People with post-traumatic stress disorder or anxiety are more likely to have recurring dreams, especially those of an anxious nature, Dimitriu said. A dream of PTSD stems from a trauma so severe that it keeps coming back as a nightmare.

“The brain is trying to figure something out and put it to rest,” he added. But “in people with PTSD, their dreams are so vivid that they awaken them from sleep. And that becomes the problem because the dream is never processed. … And that’s why it comes back – it’s unfinished business.

Sometimes recurring dreams can also indicate biological sources. “People with sleep apnea will report dreams of drowning, suffocation, giant waves, gasping for air, underwater, or being suffocated,” Dimitriu said, when they actually experience breathing interruptions. due to their condition.

There can also be environmental triggers, like a car alarm on the street or a dripping faucet, he added, which can trigger dreams with images of those things.

Once you have a better idea of ​​your worries, writing about them before bed can be helpful in easing negative recurring dreams and stress in general.

“For my patients and I, journaling is such a powerful tool,” Dimitriu said. Meditation might also help.

When you know what fear is behind your dream, Dimitriu recommends dealing with it through a three-column method used in cognitive behavioral therapy: What is your automatic thought? What is your automatic feeling? Finally, what is the most reality-based alternative thought?

Dream rehearsal therapy, also known as image rehearsal therapy, can be effective for both recurring dreams and nightmares. This approach consists of writing out the narrative elements of the dream in detail, then rewriting it so that it ends positively. Just before falling asleep, you set the intention to re-dream by saying aloud, “If or when I have the beginning of the same bad dream, I may instead have this much better dream with a positive outcome. ”

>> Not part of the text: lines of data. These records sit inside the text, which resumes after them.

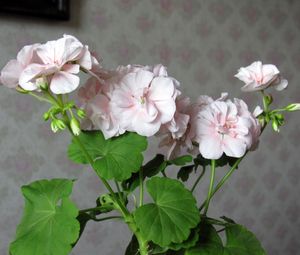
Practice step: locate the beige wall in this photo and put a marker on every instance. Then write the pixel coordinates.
(203, 43)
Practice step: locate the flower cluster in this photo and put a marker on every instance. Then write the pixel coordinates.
(144, 99)
(55, 63)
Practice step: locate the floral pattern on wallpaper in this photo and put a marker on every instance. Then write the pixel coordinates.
(203, 43)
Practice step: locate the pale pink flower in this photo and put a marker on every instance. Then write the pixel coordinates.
(95, 99)
(12, 70)
(255, 128)
(259, 77)
(143, 101)
(225, 127)
(179, 134)
(178, 125)
(60, 61)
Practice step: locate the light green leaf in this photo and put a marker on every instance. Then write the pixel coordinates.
(116, 158)
(48, 225)
(172, 215)
(240, 241)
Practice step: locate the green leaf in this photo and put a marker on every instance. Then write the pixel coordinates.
(223, 161)
(48, 225)
(116, 158)
(240, 241)
(133, 247)
(172, 215)
(182, 160)
(150, 169)
(190, 242)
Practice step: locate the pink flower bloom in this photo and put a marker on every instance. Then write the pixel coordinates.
(12, 70)
(180, 132)
(60, 60)
(226, 127)
(143, 101)
(259, 77)
(56, 62)
(95, 96)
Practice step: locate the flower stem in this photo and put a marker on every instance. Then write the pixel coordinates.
(198, 179)
(141, 187)
(40, 98)
(211, 185)
(223, 180)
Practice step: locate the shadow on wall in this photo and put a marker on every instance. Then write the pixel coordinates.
(73, 22)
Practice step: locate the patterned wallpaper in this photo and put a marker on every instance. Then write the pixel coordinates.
(202, 43)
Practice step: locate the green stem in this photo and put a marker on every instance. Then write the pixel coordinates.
(198, 179)
(119, 191)
(93, 209)
(143, 244)
(223, 180)
(141, 187)
(107, 218)
(211, 185)
(40, 98)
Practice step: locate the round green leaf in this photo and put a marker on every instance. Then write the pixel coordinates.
(172, 215)
(48, 225)
(115, 158)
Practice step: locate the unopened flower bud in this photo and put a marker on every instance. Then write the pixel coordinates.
(267, 100)
(21, 90)
(75, 126)
(53, 126)
(60, 124)
(57, 124)
(293, 107)
(275, 125)
(280, 119)
(81, 113)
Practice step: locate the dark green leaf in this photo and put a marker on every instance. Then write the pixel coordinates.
(190, 242)
(116, 158)
(133, 247)
(150, 169)
(181, 161)
(185, 172)
(49, 224)
(172, 215)
(240, 241)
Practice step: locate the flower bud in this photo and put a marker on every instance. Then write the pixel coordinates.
(21, 90)
(81, 113)
(75, 126)
(46, 116)
(267, 100)
(275, 125)
(60, 124)
(293, 107)
(279, 118)
(53, 126)
(57, 124)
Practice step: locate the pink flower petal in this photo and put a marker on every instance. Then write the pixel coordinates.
(10, 74)
(210, 148)
(63, 82)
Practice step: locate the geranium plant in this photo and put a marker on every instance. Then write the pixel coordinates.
(116, 111)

If your recurring dreams are making you feel stressed or unhappy, causing other symptoms, or starting to impair your ability to function regularly, it’s time to seek professional help, experts say.

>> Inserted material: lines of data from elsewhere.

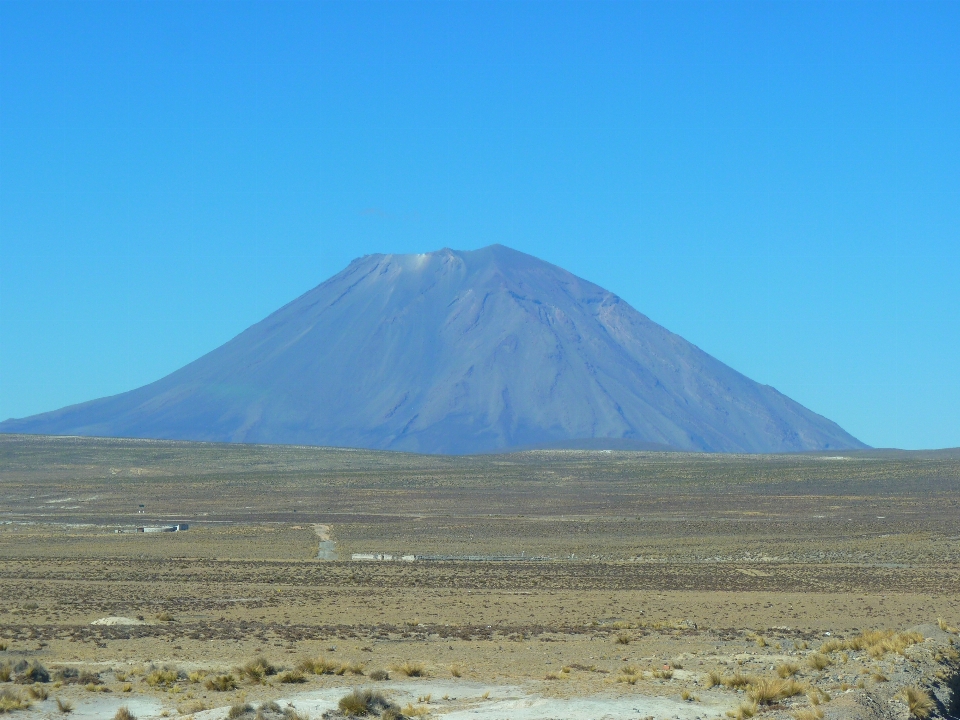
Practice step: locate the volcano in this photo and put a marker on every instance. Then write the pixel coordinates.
(456, 352)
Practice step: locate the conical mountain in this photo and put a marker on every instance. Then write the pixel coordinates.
(455, 352)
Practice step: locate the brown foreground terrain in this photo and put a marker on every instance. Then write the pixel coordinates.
(560, 584)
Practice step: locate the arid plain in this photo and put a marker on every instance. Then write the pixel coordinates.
(546, 584)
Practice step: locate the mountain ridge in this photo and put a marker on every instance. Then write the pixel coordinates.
(455, 352)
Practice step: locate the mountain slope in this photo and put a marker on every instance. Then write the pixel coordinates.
(455, 352)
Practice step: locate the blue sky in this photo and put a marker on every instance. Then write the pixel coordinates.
(776, 181)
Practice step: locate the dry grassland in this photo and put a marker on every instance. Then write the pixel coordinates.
(704, 583)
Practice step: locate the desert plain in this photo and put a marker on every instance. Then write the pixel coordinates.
(540, 584)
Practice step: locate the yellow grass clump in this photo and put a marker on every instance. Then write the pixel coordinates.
(918, 702)
(876, 643)
(766, 691)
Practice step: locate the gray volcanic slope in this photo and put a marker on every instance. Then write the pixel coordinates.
(455, 352)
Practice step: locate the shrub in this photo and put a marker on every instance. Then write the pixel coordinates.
(10, 701)
(88, 677)
(257, 670)
(786, 670)
(163, 677)
(292, 676)
(876, 643)
(66, 675)
(221, 683)
(239, 710)
(411, 669)
(363, 702)
(34, 672)
(746, 710)
(918, 701)
(736, 681)
(38, 692)
(768, 691)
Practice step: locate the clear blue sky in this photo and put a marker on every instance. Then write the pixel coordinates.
(778, 182)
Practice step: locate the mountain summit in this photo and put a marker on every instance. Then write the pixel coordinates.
(456, 352)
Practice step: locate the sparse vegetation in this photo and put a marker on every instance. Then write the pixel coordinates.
(363, 702)
(918, 701)
(292, 676)
(10, 701)
(257, 670)
(746, 710)
(411, 669)
(162, 677)
(766, 691)
(38, 692)
(787, 669)
(238, 710)
(221, 683)
(32, 672)
(876, 643)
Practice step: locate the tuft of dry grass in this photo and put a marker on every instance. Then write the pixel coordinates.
(38, 692)
(746, 710)
(411, 669)
(292, 677)
(918, 702)
(737, 681)
(257, 670)
(11, 701)
(162, 677)
(319, 666)
(221, 683)
(876, 643)
(363, 702)
(787, 669)
(766, 691)
(238, 710)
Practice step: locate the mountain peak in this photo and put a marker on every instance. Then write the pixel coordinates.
(456, 351)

The recurring dreams could also stem from poor sleep hygiene, Soffer-Dudek said.

“A lot of embarrassing things happen at night when people are sleep deprived, drink caffeine too late, drink alcohol too late, worked too late, or slept four hours last night because they got up. too late,” he said. “The fundamental core and foundation of a healthy dream life begins with healthy sleep.”

Dimitriu also recommended limiting distractions that interfere with your thinking and processing time, such as spending unnecessary time on your phone or always filling in the silence.

When your mind is always busy, “what happens is that all this processing has to happen somewhere,” he said. “So now there’s more pressure for this to happen in your dream life.”